Every summer I collapse with exhaustion, thankful I made it through another year. About a week into the summer, my refreshed brain starts wondering “What if?” and I know I’m in for a wild ride. I think about all the lessons that faltered or failed and scan my teacher’s toolbox for ways to re-craft the experience so it will have a different outcome next year.
Before I start, I try to sift all the targeted lessons into mental bins, and I decide how much time I’m willing to devote to these overhauls. I sit down and make a list of the lessons I want to zero in on and then I start to classify them. I compare my list to the time I have to invest and just divide it by the number of lessons I have. Sometimes I go back and edit the list because I always have many more lessons than I can reasonably spruce up.
This year, my bins include science and math lessons that need:
• more engagement,
• better scaffolding to help all students progress,
• better content knowledge on my part,
• more literacy tie-ins,
• more and better tie-ins to current events and the real world,
• more technologically-relevant ways of completing the lesson,
• assessment improvements (both formative and summative), or
• complete elimination because the lesson is beyond help or because I realized I wasn’t teaching to my learning target
Although it’s a lot of work to make my bins, they really help me use my time much more efficiently because I know what improvements need to be made. I use a system where I review what’s been written most recently about the area that is lacking in my lessons, read up on the professional literature, and then figure out what remedy I can apply without creating a monster of a summer project. Let me take you through the steps I followed, for example, with creating more engagement as my focus.
Engagement really ties back to the age of the child. So I size up what makes the students in my classroom tick and what makes them buzz. Since I work with 11- to 13-year-olds, I know that learning has to be active and it has to involve talking if I want them to get hooked.

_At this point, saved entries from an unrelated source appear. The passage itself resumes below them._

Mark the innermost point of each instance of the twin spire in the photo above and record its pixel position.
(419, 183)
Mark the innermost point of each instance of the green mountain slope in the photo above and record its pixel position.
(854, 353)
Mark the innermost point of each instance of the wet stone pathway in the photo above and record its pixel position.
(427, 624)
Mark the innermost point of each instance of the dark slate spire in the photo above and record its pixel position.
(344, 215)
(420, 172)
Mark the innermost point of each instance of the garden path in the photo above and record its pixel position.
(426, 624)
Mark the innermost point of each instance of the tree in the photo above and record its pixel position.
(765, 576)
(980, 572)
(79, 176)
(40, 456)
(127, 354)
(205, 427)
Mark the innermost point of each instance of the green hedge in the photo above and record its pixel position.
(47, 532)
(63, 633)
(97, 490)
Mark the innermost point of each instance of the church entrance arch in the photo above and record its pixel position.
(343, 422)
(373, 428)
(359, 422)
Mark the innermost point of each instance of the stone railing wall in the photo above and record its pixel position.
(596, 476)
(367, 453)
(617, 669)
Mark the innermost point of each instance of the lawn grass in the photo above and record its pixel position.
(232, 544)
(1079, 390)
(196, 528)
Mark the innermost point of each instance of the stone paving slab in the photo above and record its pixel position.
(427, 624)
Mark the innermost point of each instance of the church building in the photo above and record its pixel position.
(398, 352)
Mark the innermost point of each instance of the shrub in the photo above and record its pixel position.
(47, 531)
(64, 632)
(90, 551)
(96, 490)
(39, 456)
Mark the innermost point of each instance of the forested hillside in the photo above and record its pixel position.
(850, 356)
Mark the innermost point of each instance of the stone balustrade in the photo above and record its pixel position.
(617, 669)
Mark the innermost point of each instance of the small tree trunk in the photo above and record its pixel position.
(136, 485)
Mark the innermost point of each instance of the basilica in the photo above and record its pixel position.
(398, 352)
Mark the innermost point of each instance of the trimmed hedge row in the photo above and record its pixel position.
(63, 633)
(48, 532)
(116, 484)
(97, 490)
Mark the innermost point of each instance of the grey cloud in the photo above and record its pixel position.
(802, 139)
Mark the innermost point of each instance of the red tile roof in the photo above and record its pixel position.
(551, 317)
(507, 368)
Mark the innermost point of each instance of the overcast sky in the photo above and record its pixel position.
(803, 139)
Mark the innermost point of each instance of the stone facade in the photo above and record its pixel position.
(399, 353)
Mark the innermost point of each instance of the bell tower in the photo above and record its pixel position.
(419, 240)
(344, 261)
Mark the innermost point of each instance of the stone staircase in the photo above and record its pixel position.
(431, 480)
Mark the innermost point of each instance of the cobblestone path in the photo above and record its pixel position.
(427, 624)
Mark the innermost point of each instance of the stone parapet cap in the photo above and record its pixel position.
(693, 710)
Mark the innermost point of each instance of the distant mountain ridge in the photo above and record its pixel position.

Before I fall back on the tried and true methods, I make myself spend at least an hour reading the latest professional journals that address teaching practice. Since I can use online databases, this is not as not as hard as it once was. Where I live, I can use either my school district’s library resources, the state’s library systems resources, or I can go to the public library to connect to their databases (as I did in this case).
Thankfully, I have learned from my school library media specialists always to use the advanced search. I dutifully type the keywords “student engagement” in one box and “2010" in the “Publication Date” box. I also take a moment to check the box that reads “only” under “Full Text Articles.” That way I don’t waste my time chasing an article that I can’t access because the library hasn’t subscribed to it. I’ve also learned that if you hover the mouse over the magnifying glass in the list of articles, you can read the article’s abstract without opening the whole thing. This makes it super time efficient and I can easily determine which articles I want to read all the way through. So out of the possible 6,000,000 articles in the database, as in this case, I found seven worth scanning.

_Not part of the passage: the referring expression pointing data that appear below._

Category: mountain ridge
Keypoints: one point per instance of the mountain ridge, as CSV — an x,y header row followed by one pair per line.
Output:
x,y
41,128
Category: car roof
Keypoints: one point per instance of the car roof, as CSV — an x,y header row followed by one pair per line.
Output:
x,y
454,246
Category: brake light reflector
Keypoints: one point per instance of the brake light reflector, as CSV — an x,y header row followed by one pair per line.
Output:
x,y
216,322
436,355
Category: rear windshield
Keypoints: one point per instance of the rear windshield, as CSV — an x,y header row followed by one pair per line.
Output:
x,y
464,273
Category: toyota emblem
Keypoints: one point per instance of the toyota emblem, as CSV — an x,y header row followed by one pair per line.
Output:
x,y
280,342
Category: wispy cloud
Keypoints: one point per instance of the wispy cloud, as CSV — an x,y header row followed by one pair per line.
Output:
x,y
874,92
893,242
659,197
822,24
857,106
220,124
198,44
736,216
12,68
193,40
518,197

It took me about 30 minutes to scan through the seven articles, including the time I had to invest in requesting that my public library make a copy of one of the articles for me since it wasn’t available online. I had 30 minutes left, so I scanned the other 17 articles that were also written in 2009.

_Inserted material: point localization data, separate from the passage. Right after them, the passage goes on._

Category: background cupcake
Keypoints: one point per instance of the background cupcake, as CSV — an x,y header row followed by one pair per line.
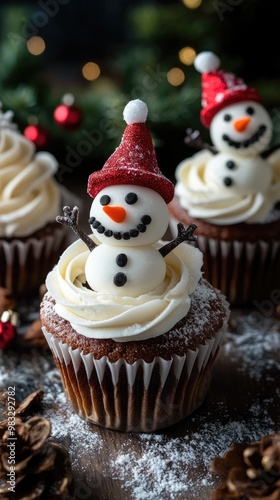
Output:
x,y
231,189
133,327
30,239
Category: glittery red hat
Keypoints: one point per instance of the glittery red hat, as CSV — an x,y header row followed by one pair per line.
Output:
x,y
219,89
134,161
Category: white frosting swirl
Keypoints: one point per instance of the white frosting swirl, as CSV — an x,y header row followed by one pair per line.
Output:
x,y
104,316
29,196
221,205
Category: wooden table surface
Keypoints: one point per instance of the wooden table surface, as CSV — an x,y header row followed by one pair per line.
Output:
x,y
242,404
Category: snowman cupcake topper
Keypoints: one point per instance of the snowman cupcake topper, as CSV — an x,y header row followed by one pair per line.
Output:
x,y
240,129
129,215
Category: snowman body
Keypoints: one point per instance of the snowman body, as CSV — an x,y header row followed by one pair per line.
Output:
x,y
127,220
240,132
247,175
125,271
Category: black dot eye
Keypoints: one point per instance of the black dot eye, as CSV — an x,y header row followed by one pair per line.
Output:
x,y
105,199
131,198
250,110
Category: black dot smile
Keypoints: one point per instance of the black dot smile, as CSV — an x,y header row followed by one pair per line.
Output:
x,y
248,142
119,235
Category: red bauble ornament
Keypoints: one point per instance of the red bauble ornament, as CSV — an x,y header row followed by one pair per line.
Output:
x,y
67,116
8,330
37,134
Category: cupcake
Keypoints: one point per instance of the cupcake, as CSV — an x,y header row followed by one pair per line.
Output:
x,y
231,189
30,239
133,327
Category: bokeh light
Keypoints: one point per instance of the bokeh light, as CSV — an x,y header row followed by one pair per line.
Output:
x,y
36,45
175,76
187,55
192,4
91,71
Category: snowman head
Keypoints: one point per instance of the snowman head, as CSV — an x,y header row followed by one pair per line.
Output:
x,y
128,215
244,128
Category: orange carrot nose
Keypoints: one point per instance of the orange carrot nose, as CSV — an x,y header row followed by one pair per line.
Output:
x,y
241,124
117,214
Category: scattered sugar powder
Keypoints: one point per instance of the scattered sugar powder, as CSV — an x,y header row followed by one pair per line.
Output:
x,y
179,468
158,464
255,343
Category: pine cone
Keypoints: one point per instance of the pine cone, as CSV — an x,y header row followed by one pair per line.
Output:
x,y
251,471
32,467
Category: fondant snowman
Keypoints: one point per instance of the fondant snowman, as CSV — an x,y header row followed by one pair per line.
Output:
x,y
240,129
128,215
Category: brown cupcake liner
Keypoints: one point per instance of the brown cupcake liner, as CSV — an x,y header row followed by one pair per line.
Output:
x,y
24,264
139,397
245,272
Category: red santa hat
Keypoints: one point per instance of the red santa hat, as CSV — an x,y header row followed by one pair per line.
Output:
x,y
219,89
134,161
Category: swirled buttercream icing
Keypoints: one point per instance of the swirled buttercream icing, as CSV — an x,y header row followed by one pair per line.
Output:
x,y
218,204
29,196
123,318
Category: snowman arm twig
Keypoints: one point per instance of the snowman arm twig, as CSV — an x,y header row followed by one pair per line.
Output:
x,y
71,219
183,235
194,139
268,152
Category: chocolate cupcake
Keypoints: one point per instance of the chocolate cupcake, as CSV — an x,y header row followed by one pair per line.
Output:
x,y
30,239
231,190
133,327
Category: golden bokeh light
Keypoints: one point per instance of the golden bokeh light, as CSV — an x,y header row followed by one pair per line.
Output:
x,y
36,45
192,4
175,76
91,71
187,55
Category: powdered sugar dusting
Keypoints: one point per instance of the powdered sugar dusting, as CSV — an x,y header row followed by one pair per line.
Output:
x,y
175,463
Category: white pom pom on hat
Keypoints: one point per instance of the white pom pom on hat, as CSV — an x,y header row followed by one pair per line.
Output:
x,y
136,111
207,62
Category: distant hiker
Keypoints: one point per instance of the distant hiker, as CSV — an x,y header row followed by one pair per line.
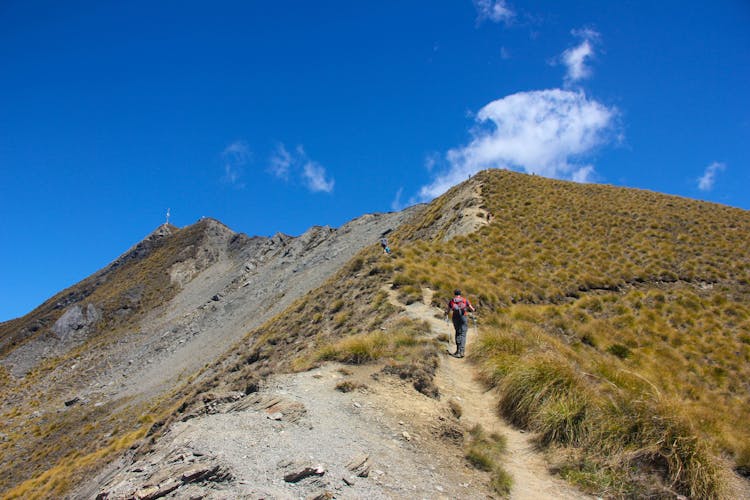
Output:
x,y
384,244
459,306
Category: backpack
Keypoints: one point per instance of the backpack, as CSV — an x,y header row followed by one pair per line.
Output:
x,y
458,306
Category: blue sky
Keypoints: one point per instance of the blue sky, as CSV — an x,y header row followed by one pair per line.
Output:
x,y
276,116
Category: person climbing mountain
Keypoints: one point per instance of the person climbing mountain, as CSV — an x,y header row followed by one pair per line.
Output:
x,y
384,244
459,306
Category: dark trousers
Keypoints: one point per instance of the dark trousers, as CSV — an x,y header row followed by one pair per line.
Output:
x,y
461,324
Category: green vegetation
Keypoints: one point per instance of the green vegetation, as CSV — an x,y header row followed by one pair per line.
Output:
x,y
613,321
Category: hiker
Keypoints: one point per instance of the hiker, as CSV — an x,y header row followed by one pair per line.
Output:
x,y
384,244
459,306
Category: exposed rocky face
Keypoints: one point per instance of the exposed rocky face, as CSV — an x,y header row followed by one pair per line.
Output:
x,y
226,284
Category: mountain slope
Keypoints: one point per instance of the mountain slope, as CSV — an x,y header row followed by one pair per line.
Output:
x,y
81,369
613,325
617,326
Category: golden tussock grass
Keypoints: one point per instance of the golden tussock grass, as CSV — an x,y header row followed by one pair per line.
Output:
x,y
610,319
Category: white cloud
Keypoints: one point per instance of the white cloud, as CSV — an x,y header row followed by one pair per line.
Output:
x,y
576,58
284,164
281,160
235,157
396,204
544,132
315,177
494,10
707,180
504,53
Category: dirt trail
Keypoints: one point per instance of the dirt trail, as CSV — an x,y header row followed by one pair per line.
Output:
x,y
456,379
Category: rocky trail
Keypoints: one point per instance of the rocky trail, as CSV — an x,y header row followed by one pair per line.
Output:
x,y
300,436
456,379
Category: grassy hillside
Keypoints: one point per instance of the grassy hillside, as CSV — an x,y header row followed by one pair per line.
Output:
x,y
615,322
52,447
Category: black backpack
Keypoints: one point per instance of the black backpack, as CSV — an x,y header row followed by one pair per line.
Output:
x,y
458,306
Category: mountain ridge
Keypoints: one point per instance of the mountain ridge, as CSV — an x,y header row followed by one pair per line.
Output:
x,y
589,276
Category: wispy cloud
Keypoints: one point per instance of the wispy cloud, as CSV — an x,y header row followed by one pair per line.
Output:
x,y
576,59
235,157
547,132
397,204
312,174
493,10
315,178
280,162
707,180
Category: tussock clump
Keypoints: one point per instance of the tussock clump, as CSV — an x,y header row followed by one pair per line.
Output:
x,y
484,452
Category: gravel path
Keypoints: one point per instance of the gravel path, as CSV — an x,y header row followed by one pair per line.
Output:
x,y
456,379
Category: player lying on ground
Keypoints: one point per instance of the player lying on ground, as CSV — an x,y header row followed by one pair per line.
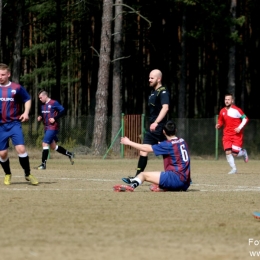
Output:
x,y
176,174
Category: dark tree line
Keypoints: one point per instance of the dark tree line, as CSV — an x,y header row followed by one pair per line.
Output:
x,y
203,48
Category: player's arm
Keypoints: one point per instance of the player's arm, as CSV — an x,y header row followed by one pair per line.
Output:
x,y
220,121
160,117
141,147
60,111
242,124
27,106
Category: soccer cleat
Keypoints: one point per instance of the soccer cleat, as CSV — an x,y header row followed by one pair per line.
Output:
x,y
71,156
123,188
233,171
31,179
256,215
245,156
7,180
155,188
42,167
128,180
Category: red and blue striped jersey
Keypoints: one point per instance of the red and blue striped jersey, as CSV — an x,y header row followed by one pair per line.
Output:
x,y
176,156
51,109
11,98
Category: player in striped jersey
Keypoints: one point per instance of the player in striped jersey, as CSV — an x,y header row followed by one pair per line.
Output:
x,y
233,119
12,96
176,174
51,111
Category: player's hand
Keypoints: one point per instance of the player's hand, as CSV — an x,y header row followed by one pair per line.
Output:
x,y
237,130
51,120
125,140
24,117
153,126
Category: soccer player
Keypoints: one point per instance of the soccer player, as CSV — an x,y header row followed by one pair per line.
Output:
x,y
233,119
158,103
12,96
176,174
50,112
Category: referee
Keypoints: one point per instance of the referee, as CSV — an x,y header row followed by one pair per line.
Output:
x,y
158,103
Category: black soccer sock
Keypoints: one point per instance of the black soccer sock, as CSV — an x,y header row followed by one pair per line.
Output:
x,y
62,150
45,154
6,167
24,162
135,184
141,164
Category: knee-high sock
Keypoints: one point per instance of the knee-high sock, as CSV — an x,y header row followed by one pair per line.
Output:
x,y
136,182
231,161
6,165
45,154
241,153
24,162
141,164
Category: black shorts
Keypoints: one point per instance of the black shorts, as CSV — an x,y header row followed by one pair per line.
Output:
x,y
154,137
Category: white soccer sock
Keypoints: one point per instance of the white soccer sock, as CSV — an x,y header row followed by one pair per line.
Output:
x,y
241,153
231,161
136,182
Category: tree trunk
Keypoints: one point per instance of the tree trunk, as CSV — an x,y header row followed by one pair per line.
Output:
x,y
18,43
1,13
182,88
100,122
116,96
232,53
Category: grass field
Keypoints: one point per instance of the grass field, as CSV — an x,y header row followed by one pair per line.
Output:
x,y
74,214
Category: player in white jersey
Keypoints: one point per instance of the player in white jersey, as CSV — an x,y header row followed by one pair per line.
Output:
x,y
233,119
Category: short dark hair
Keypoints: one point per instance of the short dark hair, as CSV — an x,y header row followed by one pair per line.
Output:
x,y
43,91
229,94
170,128
3,66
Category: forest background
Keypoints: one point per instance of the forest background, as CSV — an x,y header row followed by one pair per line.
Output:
x,y
95,56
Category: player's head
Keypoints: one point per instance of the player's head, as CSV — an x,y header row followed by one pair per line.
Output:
x,y
170,128
155,78
229,99
4,74
43,96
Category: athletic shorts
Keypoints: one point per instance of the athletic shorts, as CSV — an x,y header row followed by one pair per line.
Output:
x,y
233,142
171,181
50,136
153,137
12,130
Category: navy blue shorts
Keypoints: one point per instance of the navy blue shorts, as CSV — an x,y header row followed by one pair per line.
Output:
x,y
50,136
11,130
171,181
154,137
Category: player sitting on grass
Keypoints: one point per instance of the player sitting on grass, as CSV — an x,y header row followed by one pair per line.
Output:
x,y
176,174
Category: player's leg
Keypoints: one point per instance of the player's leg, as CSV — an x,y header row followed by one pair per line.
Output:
x,y
4,159
227,145
5,163
46,143
149,138
18,142
238,143
153,177
170,181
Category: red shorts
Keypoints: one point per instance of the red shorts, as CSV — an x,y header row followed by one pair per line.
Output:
x,y
233,142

Out of that hour’s investment, I came up with three neat new ideas to infuse my lessons: more teacher-student feedback loops, more learning objects (tangible things to draw students into the topic), and better ways to differentiate instruction. Sometimes the ideas I uncover are ones I knew about but had forgotten. This is good news because I can usually dig around in my own files and find a workshop or training I’ve attended, modify that, and be done in no time. If I don’t have ideas, then I need to dig a bit more.
I have a few easy ways to search for new ideas: visiting one of my Ning teacher communities; by tweeting my personal learning network (colleagues I can count on) for ideas; searching Delicious or Diigo by keywords; or phoning a friend who teaches something similar to what I looking for. Sometimes you can also use the blog search engine at Google to find other teachers who have posted about the same issue. I’ve even had luck finding a blogger who has written about an idea and is willing to exchange emails with me.
If I need to brush up on my content knowledge, I do pretty much the same thing except I broaden my search to include pertinent professional organizations like National Science Teachers Association. Almost all of these organizations have archived professional development webinars I can listen to and take notes on.
Completely unrelated to my list, I also try to read the latest popular books that have hooked students in my age group. This is probably the most fun I have all summer. My students have been crazy about the Percy Jackson series that ties Greek mythology to a boy about my students’ age who must come to terms with the fact that he is part human, part Olympian god. The first novel took me several hours, but now I have the ability to draw references to that book and ask my students about it. I know I’m a math and science teacher, but it helps establish rapport/ And reading their books demonstrates that I’m interested in their lives. Plus the books are just fun to read.
So will I blow off my whole summer spiffing up lesson plans? Not really. I’ve planned on investing about 15 hours over the course of this summer break. I do these improvements in two-hour chunks about once a week so I don’t burn out. I’ve used this system for years, and I can honestly report that it helps keep what I teach fresh and interesting to me as well as to my students. The new pieces in my instructional framework also give me something to look forward to as the school year goes along.